Atenção: contém spoilers.

O filme A garota dinamarquesa conta a história de Lili Elbe (Eddie Redmayne), que nasceu com o nome Einar e foi a primeira pessoa a se submeter a uma cirurgia de mudança de sexo. Einar era um pintor dinamarquês casado com Gerda (Alicia Vikander) e vive alguns episódios que o levam, aos poucos, a questionar sua identidade de gênero e se descobrir uma mulher. O que esse filme pode nos contar sobre nossa relação com a língua que falamos?

Ao longo do filme, as legendas me chamaram atenção a partir do momento em que o personagem Einar passou a usar o gênero feminino em suas falas.
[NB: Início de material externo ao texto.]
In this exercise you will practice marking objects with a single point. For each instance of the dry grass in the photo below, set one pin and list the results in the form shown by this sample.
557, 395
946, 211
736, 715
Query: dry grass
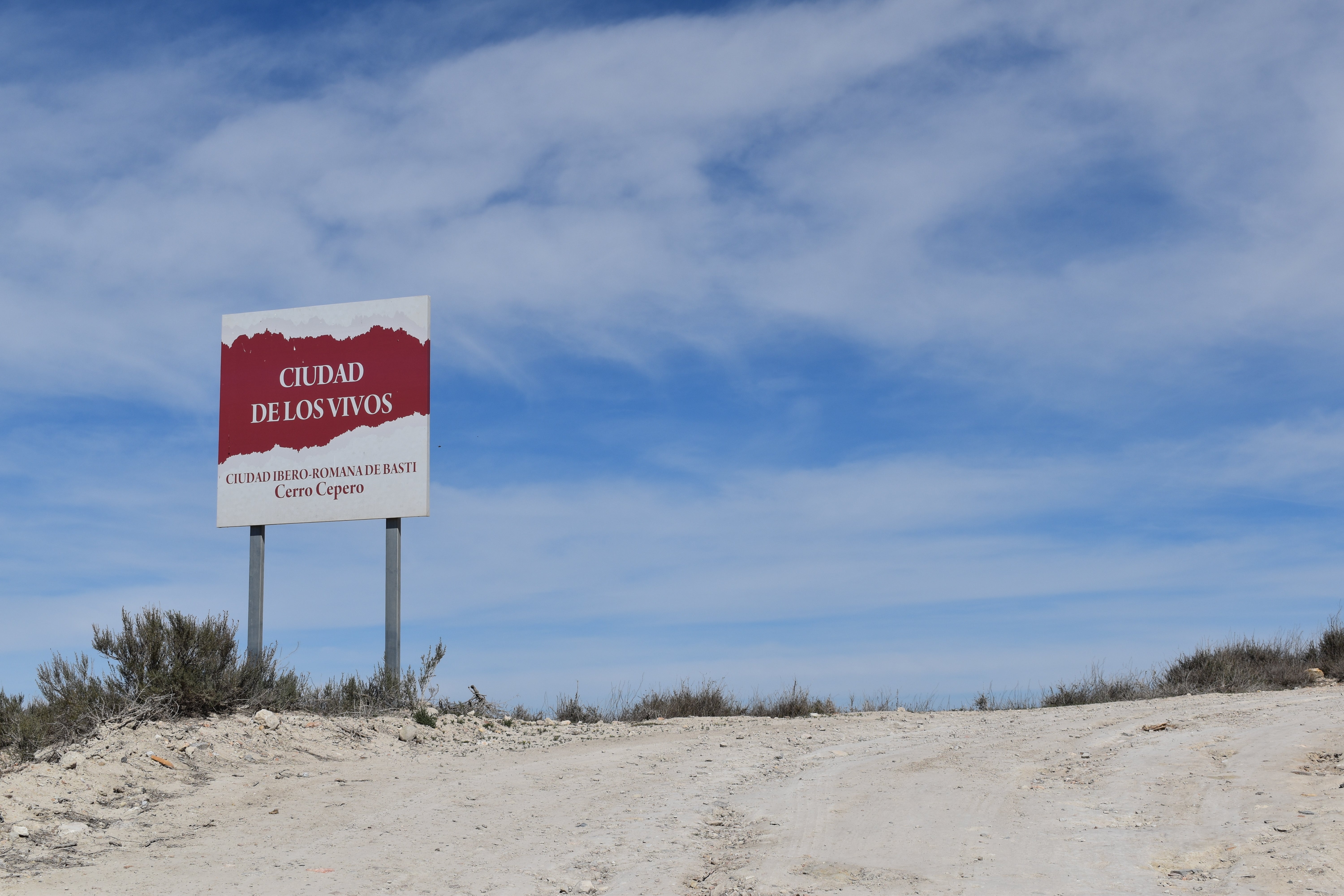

A estranheza veio do fato de que, como a língua inglesa não tem flexão de gênero, o ator dizia uma mesma frase tanto nos momentos em que seu personagem se identificava como homem quanto como mulher (por exemplo, “I’m tired”), mas na legenda em português havia uma diferenciação (seja “estou muito cansado” ou “estou muito cansada”). É provável que tenha cabido aos tradutores que fizeram a legenda a decisão sobre em que momentos o personagem se expressaria como uma mulher, se seria somente quando estivesse se apresentando como Lili, se haveria alternância entre masculino e feminino ao longo do tempo, se a fala estaria diretamente vinculada ao fato de estar vestindo roupas consideradas femininas, se a presença de desconhecidos teria impacto sobre o gênero de fala escolhido, se o gênero feminino apareceria somente em situações mais clandestinas etc. – um dilema inexistente para falantes de língua inglesa.

Inicialmente, foram os impasses e dificuldades de tradução que me fizeram despertar para o quanto a língua que uma pessoa fala interfere nas experiências que vive e pode delinear a maneira como lida com o mundo. Se pensarmos para além do texto, parece plausível afirmar que um falante da língua portuguesa (ou espanhola, francesa, ou qualquer outra com flexão de gênero) teria uma etapa a mais no processo de se reconhecer como alguém de outro gênero, que seria a mudança do gênero de fala. Se tomarmos a cartunista Laerte como exemplo, fica fácil observar o impasse ou o desconforto que esse traço da fala causa, uma vez que, mesmo se identificando como mulher e usando o gênero feminino para falar, a cartunista ainda aparece em muitas publicações sendo referida por termos no masculino. Em países falantes de línguas sem flexão de gênero, essa discussão não ocorreria.

Esse breve exemplo ajuda a entender como a língua que a gente fala recorta as experiências que vivemos e pode, em muitas situações, ajudar a definir quem somos.